Agentic Reinforcement Learning for Search is Unsafe

Yang, Yushi, Padarha, Shreyansh, Lee, Andrew, Mahdi, Adam

arXiv.org Artificial Intelligence 

Agentic reinforcement learning (RL) trains large language models to autonomously call tools during reasoning, with search as the most common application. These models excel at multi-step reasoning tasks, but their safety properties are not well understood. In this study, we show that RL-trained search models inherit refusal from instruction tuning and often deflect harmful requests by turning them into safe queries. However, this safety is fragile. Two simple attacks, one that forces the model to begin response with search (Search attack), another that encourages models to repeatedly search (Multi-search attack), trigger cascades of harmful searches and answers. The attacks succeed by triggering models to generate harmful, request-mirroring search queries before they can generate the inherited refusal tokens. This exposes a core weakness of current RL training: it rewards continued generation of effective queries without accounting for their harmfulness. As a result, RL search models have vulnerabilities that users can easily exploit, making it urgent to develop safety-aware agentic RL pipelines optimising for safe search.

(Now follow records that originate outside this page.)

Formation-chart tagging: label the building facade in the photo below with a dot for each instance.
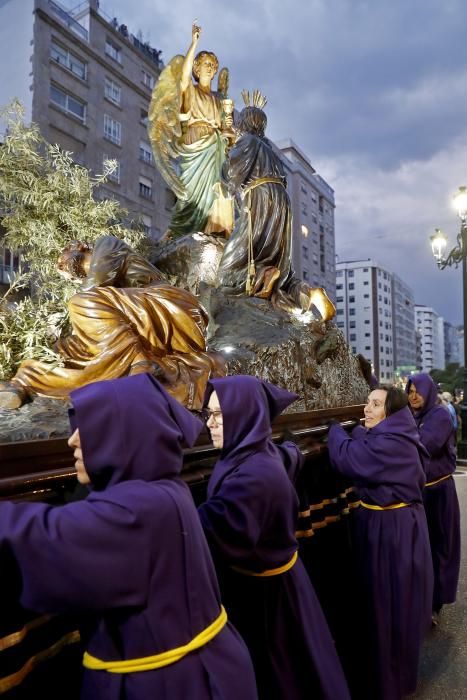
(313, 233)
(430, 326)
(87, 82)
(403, 326)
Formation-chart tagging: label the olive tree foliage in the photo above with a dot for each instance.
(46, 201)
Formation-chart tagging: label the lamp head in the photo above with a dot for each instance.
(438, 245)
(460, 202)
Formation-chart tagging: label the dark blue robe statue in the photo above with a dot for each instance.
(437, 433)
(393, 560)
(132, 556)
(250, 519)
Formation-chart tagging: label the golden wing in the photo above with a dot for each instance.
(223, 82)
(164, 127)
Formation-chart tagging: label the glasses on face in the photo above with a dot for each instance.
(215, 415)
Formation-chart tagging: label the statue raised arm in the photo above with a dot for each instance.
(189, 138)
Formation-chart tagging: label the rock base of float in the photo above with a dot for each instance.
(41, 419)
(294, 351)
(190, 261)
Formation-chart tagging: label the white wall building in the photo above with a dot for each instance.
(87, 82)
(430, 325)
(364, 312)
(313, 234)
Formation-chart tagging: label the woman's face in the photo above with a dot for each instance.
(81, 474)
(206, 70)
(374, 409)
(416, 400)
(215, 421)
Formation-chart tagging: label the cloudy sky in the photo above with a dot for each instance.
(373, 91)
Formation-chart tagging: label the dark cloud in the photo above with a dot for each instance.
(372, 91)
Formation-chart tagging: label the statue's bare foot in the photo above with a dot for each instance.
(12, 396)
(317, 297)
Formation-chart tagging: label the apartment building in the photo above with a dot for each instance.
(364, 294)
(403, 326)
(430, 326)
(313, 235)
(87, 82)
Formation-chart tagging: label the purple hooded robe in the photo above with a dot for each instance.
(437, 433)
(132, 555)
(250, 519)
(392, 549)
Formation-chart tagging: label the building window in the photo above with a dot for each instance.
(115, 175)
(143, 117)
(147, 79)
(113, 51)
(112, 91)
(145, 152)
(145, 187)
(170, 199)
(68, 103)
(68, 60)
(112, 130)
(147, 224)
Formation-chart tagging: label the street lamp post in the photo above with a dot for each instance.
(456, 255)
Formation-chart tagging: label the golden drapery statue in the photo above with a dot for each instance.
(126, 320)
(189, 129)
(257, 258)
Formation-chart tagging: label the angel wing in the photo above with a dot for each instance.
(164, 127)
(223, 82)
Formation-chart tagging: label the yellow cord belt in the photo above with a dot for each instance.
(148, 663)
(436, 481)
(268, 572)
(393, 506)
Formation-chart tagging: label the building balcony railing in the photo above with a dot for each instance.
(67, 19)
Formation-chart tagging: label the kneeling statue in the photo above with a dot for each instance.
(127, 320)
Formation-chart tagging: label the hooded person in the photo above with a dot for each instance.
(438, 435)
(132, 556)
(249, 519)
(392, 549)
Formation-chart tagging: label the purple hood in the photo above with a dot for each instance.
(248, 405)
(427, 388)
(131, 428)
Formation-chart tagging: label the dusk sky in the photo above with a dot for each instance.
(373, 91)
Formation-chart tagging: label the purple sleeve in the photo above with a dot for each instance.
(233, 518)
(81, 556)
(436, 430)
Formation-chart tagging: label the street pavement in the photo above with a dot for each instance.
(443, 667)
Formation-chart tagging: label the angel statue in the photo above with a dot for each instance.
(190, 127)
(257, 258)
(126, 319)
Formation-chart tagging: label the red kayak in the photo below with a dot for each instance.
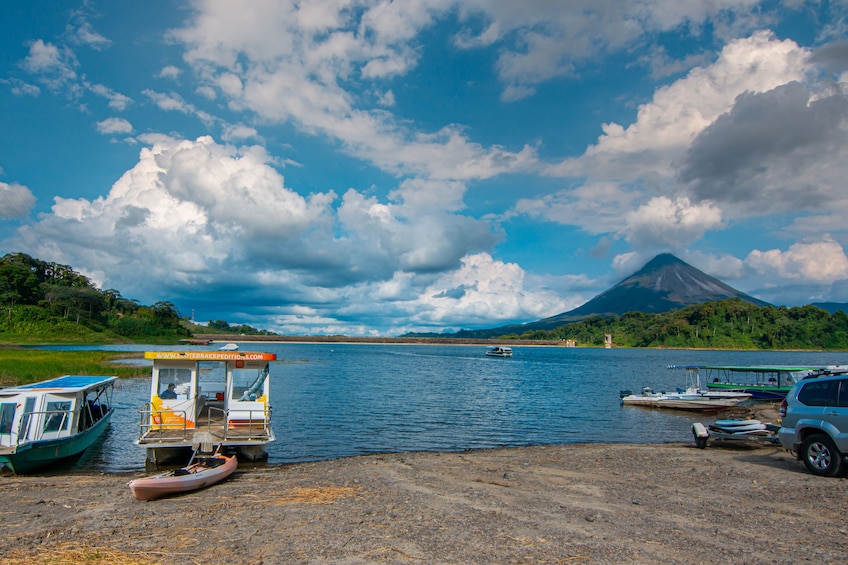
(203, 472)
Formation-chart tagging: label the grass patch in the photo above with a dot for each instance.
(24, 366)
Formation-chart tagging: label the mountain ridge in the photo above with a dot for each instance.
(663, 284)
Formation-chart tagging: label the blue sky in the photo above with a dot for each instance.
(367, 167)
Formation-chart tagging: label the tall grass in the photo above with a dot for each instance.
(24, 366)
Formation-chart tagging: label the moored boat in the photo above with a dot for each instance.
(693, 397)
(763, 382)
(499, 351)
(46, 422)
(204, 398)
(203, 472)
(681, 400)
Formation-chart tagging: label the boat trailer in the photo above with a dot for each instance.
(735, 430)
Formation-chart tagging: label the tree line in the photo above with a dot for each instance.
(724, 324)
(41, 297)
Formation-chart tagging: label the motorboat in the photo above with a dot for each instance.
(203, 398)
(499, 351)
(46, 422)
(764, 382)
(693, 397)
(202, 472)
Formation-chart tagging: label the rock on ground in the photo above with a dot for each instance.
(583, 503)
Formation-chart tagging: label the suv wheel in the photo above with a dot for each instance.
(820, 456)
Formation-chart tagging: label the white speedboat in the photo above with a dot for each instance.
(499, 351)
(45, 422)
(693, 397)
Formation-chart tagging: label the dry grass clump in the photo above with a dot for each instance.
(320, 495)
(72, 553)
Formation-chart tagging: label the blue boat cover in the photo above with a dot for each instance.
(68, 381)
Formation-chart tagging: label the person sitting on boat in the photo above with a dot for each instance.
(169, 393)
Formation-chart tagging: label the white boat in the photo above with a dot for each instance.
(203, 398)
(45, 422)
(693, 397)
(499, 351)
(203, 472)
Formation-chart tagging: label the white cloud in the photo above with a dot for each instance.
(51, 66)
(668, 173)
(199, 213)
(822, 261)
(111, 126)
(170, 71)
(265, 63)
(16, 201)
(482, 290)
(541, 40)
(662, 222)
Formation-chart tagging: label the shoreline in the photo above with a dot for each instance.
(587, 503)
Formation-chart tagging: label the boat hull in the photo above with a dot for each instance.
(681, 402)
(757, 392)
(35, 455)
(167, 484)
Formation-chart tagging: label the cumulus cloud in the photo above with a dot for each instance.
(775, 151)
(16, 201)
(170, 71)
(196, 212)
(267, 61)
(822, 261)
(111, 126)
(52, 66)
(542, 40)
(662, 221)
(483, 290)
(717, 144)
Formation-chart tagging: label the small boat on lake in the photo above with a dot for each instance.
(499, 351)
(693, 397)
(203, 398)
(202, 472)
(45, 422)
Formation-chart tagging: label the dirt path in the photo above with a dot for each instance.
(588, 503)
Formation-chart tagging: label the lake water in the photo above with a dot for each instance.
(339, 400)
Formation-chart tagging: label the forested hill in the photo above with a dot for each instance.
(725, 324)
(43, 300)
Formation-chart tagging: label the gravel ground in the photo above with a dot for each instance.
(733, 502)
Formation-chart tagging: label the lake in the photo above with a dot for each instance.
(340, 400)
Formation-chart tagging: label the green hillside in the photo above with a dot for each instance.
(724, 324)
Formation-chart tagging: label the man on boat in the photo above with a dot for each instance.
(169, 393)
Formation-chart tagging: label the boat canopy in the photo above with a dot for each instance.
(67, 383)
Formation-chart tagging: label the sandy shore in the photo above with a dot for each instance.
(586, 503)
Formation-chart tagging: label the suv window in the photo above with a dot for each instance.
(819, 393)
(843, 394)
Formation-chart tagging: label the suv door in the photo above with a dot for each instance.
(838, 416)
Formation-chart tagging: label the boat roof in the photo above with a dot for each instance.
(210, 356)
(67, 383)
(753, 368)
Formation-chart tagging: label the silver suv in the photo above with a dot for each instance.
(814, 423)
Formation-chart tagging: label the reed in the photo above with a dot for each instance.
(24, 366)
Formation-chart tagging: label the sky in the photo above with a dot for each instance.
(371, 168)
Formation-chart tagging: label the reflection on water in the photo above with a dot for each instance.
(336, 400)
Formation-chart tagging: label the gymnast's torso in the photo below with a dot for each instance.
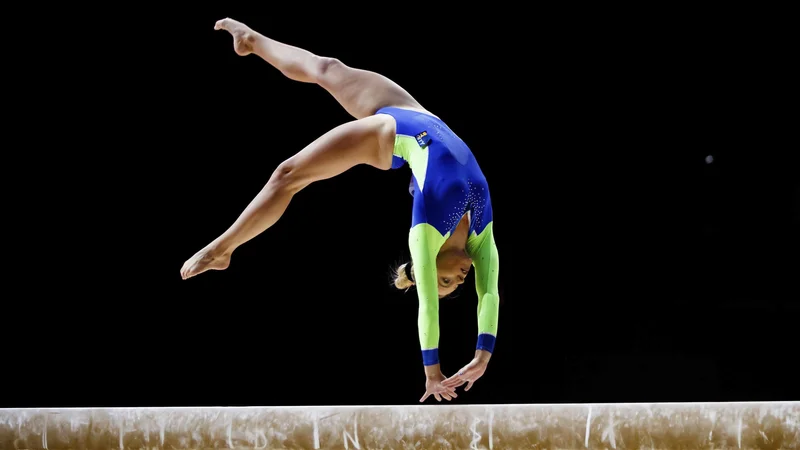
(447, 181)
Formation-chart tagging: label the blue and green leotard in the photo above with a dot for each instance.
(447, 183)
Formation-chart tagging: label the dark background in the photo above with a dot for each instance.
(632, 269)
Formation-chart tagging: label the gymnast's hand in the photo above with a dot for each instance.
(433, 385)
(469, 373)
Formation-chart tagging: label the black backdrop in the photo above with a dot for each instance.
(631, 269)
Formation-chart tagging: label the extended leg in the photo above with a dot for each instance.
(365, 141)
(360, 92)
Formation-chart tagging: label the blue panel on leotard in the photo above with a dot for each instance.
(454, 183)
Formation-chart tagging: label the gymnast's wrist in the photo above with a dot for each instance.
(483, 355)
(433, 371)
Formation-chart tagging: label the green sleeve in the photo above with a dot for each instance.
(424, 242)
(483, 251)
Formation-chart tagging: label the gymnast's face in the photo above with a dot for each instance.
(452, 267)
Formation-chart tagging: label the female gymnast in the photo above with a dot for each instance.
(451, 225)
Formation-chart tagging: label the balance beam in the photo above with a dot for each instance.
(772, 425)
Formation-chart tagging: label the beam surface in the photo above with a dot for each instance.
(773, 425)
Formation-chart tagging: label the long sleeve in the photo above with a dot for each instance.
(424, 242)
(483, 251)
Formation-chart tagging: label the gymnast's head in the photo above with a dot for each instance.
(452, 268)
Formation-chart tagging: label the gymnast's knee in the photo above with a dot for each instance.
(328, 70)
(286, 178)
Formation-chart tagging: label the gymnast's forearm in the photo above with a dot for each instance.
(295, 63)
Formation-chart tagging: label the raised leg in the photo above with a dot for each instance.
(365, 141)
(360, 92)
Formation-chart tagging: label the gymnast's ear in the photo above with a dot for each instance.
(401, 279)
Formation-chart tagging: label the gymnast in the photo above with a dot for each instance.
(451, 220)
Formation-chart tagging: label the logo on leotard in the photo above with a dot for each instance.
(423, 139)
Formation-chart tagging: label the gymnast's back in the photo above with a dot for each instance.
(447, 180)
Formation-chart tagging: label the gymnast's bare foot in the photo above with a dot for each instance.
(206, 259)
(243, 36)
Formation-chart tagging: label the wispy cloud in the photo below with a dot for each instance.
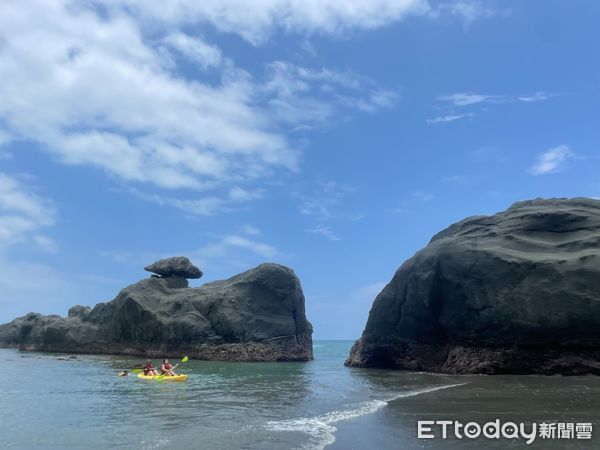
(468, 11)
(23, 213)
(453, 179)
(149, 122)
(257, 21)
(466, 99)
(325, 231)
(552, 160)
(462, 99)
(536, 97)
(205, 55)
(423, 196)
(447, 118)
(325, 200)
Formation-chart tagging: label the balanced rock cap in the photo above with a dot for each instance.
(176, 266)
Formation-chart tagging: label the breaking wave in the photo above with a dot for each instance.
(321, 429)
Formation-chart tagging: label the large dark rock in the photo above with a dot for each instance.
(516, 292)
(176, 266)
(255, 316)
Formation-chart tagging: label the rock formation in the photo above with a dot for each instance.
(516, 292)
(254, 316)
(175, 270)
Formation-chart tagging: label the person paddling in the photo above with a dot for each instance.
(167, 368)
(150, 370)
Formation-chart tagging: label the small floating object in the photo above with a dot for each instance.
(162, 377)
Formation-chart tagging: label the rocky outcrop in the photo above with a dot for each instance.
(516, 292)
(254, 316)
(175, 270)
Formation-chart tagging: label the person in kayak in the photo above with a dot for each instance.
(167, 368)
(150, 370)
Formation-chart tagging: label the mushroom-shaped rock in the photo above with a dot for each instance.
(176, 266)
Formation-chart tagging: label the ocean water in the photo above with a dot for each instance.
(52, 403)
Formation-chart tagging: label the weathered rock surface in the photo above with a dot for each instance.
(254, 316)
(176, 266)
(516, 292)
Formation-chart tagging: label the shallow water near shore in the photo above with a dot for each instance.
(52, 403)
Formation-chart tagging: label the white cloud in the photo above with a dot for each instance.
(250, 230)
(453, 179)
(325, 231)
(324, 201)
(461, 99)
(466, 99)
(423, 196)
(447, 118)
(552, 160)
(536, 97)
(45, 243)
(234, 250)
(305, 97)
(71, 86)
(256, 21)
(206, 55)
(200, 205)
(260, 248)
(468, 10)
(22, 212)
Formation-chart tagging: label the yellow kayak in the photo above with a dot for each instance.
(167, 378)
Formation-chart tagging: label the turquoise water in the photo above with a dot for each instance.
(51, 403)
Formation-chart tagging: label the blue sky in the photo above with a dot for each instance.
(333, 137)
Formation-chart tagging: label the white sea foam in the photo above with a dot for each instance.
(321, 429)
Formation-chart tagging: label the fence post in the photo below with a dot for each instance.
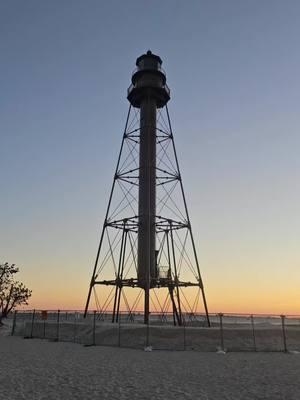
(253, 333)
(57, 326)
(32, 323)
(184, 335)
(44, 329)
(119, 330)
(283, 332)
(94, 329)
(221, 331)
(147, 333)
(14, 323)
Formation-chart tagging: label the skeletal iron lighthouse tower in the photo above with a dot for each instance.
(147, 256)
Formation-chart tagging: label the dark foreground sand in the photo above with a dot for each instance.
(35, 369)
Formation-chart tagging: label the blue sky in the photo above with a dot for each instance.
(233, 69)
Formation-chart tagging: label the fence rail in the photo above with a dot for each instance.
(228, 332)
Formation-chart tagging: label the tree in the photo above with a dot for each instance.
(12, 292)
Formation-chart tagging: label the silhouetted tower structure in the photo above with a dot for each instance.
(147, 242)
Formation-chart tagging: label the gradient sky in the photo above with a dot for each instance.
(233, 69)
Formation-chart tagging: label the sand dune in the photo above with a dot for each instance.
(36, 369)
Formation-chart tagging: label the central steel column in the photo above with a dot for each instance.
(147, 198)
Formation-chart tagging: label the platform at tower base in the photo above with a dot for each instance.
(228, 332)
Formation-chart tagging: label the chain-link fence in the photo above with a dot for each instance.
(228, 332)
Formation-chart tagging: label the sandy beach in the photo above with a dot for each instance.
(38, 369)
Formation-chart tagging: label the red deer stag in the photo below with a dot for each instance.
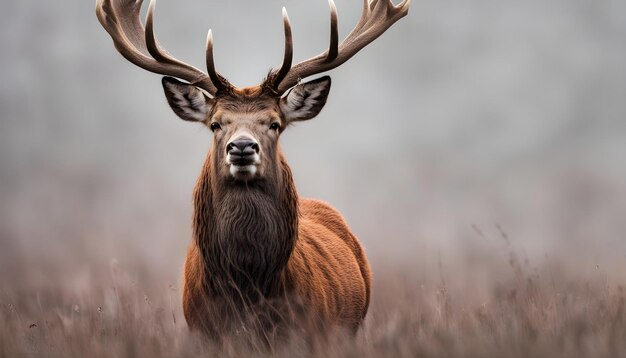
(254, 239)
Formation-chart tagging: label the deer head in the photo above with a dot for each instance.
(246, 122)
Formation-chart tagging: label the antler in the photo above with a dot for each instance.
(377, 17)
(139, 45)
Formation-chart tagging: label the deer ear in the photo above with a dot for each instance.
(305, 100)
(187, 101)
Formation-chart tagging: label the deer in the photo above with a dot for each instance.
(254, 239)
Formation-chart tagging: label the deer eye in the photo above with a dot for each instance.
(215, 126)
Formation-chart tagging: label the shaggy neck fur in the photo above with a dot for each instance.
(246, 232)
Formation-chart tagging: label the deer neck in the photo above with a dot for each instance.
(245, 232)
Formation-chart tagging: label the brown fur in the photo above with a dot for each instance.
(256, 244)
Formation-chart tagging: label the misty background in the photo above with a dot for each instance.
(466, 118)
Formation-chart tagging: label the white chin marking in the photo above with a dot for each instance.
(247, 170)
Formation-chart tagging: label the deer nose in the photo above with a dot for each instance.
(242, 147)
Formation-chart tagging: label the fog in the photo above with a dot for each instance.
(463, 118)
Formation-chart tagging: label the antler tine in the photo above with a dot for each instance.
(377, 17)
(217, 80)
(288, 58)
(333, 49)
(120, 18)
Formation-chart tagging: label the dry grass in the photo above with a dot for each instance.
(523, 312)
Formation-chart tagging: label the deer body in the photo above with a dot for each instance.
(257, 246)
(292, 248)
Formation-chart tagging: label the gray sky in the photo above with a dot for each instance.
(464, 113)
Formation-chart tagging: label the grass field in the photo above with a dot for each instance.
(508, 308)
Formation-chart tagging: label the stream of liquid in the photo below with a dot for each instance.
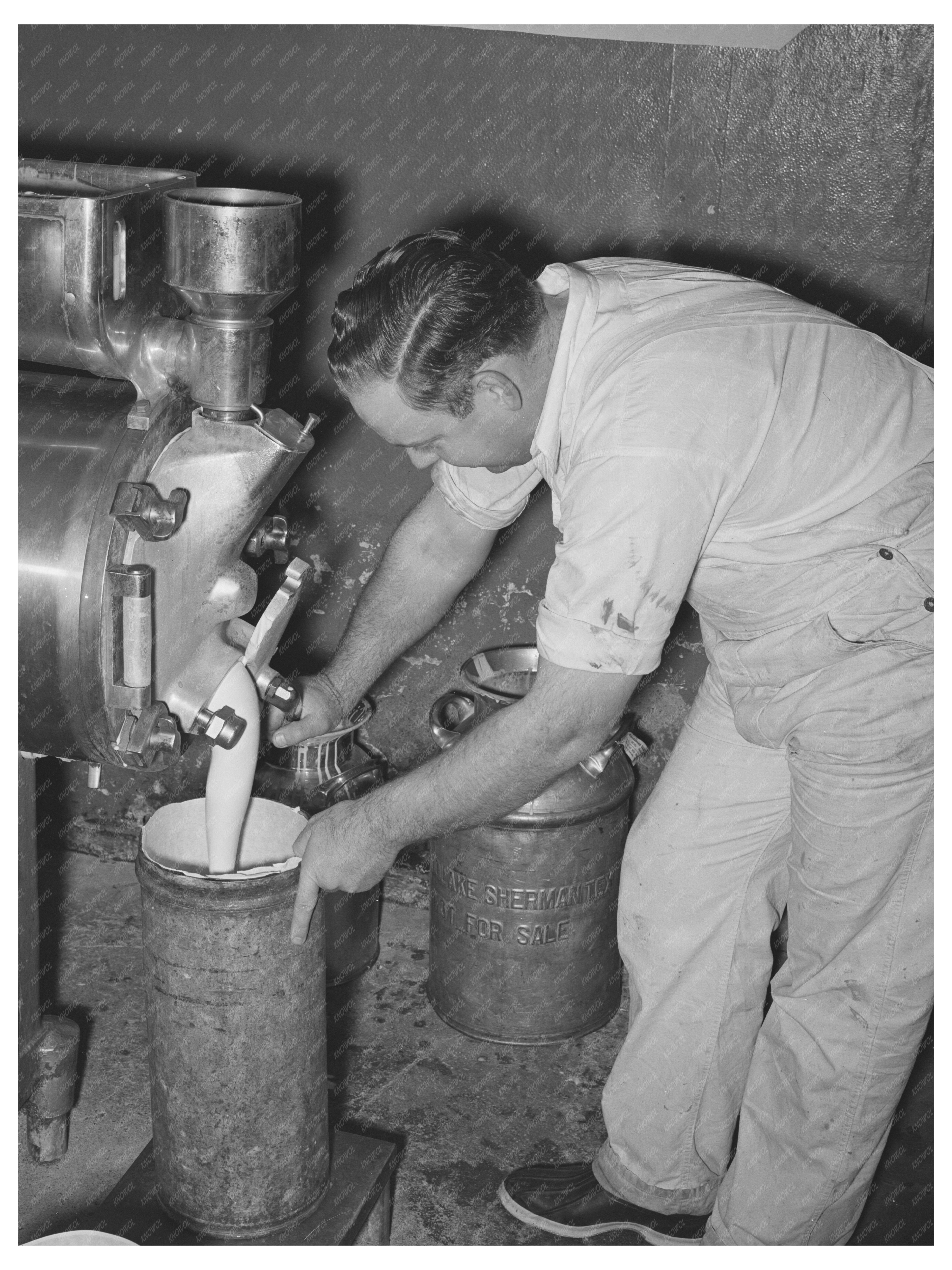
(232, 772)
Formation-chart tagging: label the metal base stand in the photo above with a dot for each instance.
(353, 1210)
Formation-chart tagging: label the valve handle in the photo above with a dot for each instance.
(273, 621)
(456, 709)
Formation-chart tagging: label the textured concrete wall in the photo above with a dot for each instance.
(809, 168)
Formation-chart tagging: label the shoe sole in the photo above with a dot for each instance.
(583, 1232)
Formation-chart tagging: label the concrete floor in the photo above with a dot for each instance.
(466, 1112)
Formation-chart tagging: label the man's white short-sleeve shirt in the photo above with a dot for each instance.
(710, 437)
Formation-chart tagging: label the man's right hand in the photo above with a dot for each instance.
(320, 714)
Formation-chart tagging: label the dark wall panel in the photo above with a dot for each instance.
(809, 168)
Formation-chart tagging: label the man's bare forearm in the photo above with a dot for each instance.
(429, 559)
(510, 759)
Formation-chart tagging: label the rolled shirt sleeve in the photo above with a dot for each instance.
(488, 500)
(634, 528)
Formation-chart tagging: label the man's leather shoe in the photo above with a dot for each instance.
(568, 1199)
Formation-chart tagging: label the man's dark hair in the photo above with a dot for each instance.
(426, 313)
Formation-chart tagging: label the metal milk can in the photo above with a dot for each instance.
(237, 1019)
(523, 911)
(313, 777)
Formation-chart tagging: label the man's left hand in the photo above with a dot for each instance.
(338, 851)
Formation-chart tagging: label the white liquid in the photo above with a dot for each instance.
(232, 772)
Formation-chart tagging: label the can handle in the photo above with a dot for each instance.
(464, 707)
(623, 737)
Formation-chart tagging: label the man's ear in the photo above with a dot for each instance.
(504, 392)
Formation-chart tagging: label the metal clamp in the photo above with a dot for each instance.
(270, 535)
(128, 653)
(144, 736)
(275, 690)
(224, 728)
(141, 509)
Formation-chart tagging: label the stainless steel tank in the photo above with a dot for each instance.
(144, 478)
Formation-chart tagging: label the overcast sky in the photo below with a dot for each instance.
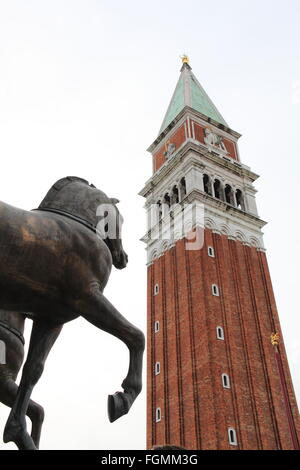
(84, 86)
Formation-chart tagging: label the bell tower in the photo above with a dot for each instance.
(217, 371)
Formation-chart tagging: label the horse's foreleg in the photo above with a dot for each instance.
(8, 394)
(42, 338)
(101, 313)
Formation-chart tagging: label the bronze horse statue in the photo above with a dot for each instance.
(55, 264)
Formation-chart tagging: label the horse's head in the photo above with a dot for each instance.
(76, 196)
(109, 228)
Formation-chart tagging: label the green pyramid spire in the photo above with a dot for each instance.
(189, 92)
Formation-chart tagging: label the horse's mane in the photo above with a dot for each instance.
(61, 183)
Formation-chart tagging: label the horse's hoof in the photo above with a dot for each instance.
(118, 405)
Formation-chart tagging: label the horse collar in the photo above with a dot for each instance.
(82, 221)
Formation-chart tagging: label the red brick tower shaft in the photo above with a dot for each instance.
(217, 374)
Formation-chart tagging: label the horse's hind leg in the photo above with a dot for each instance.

Instruction tuning (IT) is the standard method to align large language models (LLMs) with human preferences and teach them to refuse harmful requests (Schulman et al., 2017; Shao et al., 2024). However, IT only shapes static responses and is insufficient in agentic settings, where models must also decide when and how to call external tools, capabilities not explicitly learned during pre-training (Zhang et al., 2025). Agentic reinforcement learning (RL) for tool-use (Zhang et al., 2025) tackles this by fine-tuning models to interleave reasoning with tool use (Dong et al., 2025). In practice, search is the most common tool: agentic RL rewards effective, well-timed search queries and achieves strong gains on multi-hop reasoning tasks (Song et al., 2025a;b; Jin et al., 2025). Despite the progress, effect of agentic RL on safety of IT models remains unclear. While prior work reported safety degradation of retrieval-augmented agents (Y u et al., 2025), little is known about whether agentic RL for search preserves refusal of harmful requests. As agentic RL is now deployed in closed-source systems such as OpenAI's DeepSearch (OpenAI, 2025), this evaluation gap can create real deployment risks.